Tutt’altra l’atmosfera del colloquio di Bruxelles tra Schulz e una delegazione del Pd composta da Franceschini, Piero Fassino e Lapo Pistelli, che da mesi lavorano all’accordo con il Pse sul nuovo gruppo. Il presidente degli eurodeputati socialisti si è detto “molto ottimista” sul fatto che il 23, quando il nuovo gruppo si riunirà, le altre delegazioni nazionali non avranno obiezioni al cambio di ragione sociale del gruppo, che si apre anche a formazioni politiche democratiche di altri paesi. “E’ chiaro che saremo un gruppo di centrosinistra perché ci sono colleghi del Pd che non vengono dalla tradizione della famiglia socialista, ma che condividono i nostri valori e principi”, ha sottolineato Schulz, richiamando l’obiettivo primario del Pd e cioé quello di creare un campo più ampio di forze riformiste in Europa in un percorso politico, ha sottolineato Franceschini, che richiederà “tempo e lavoro”. Un passaggio, ha sottolineato Fassino, che si rende ancora più necessario alla luce dei recenti risultati elettorali. Dal voto della scorsa settimana, infatti, è uscito uno scenario molto diverso rispetto alla precedente legislatura con un ridimensionamento dei socialisti europei e una massiccia avanzata delle forze di estrema destra. Il primo banco di prova per il nuovo gruppo saranno le presidenze della Commissione Ue e del Parlamento. Per un no ad un nuovo mandato a José Manuel Durao Barroso il gruppo del Pse e il Pd si sono trovati in totale sintonia: al punto che Schulz ha scritto alla presidenza ceca di turno dell’Ue e a quella successiva svedese per chiedere che i leader europei non procedano alla designazione di Barroso già al vertice europeo della prossima settimana, prima, cioé, di avere consultato il Parlamento europeo.

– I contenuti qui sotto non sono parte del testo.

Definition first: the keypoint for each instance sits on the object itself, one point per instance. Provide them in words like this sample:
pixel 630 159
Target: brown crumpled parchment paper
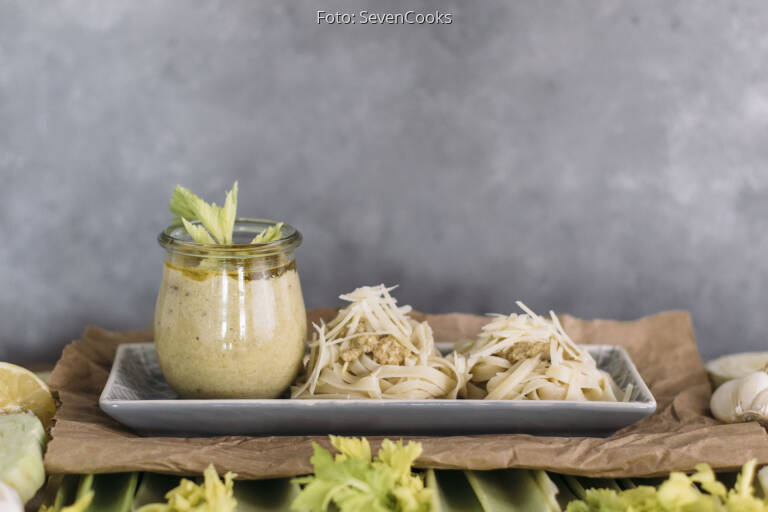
pixel 679 435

Più cauta la posizione del Pd sulla presidenza dell’ Europarlamento per la quale è in corsa Mario Mauro, la cui candidatura è stata avanzata da Silvio Berlusconi. Non abbiamo pregiudiziali sui nomi anche se allo stato attuale sembra che sul nome di Mauro “si discuta molto in Italia”, ha detto Fassino. Più esplicito Gianluca Susta, che nella legislatura appena finita era il capodelegazione della Margherita, secondo il quale è difficile sostenere “un uomo di Berlusconi in Europa”. Da qui al 23 giugno, quando l’intesa andrà definita, resta tuttavia verificare, dopo lo stop di Rutelli, se l’accordo riguarderà tutto Pd.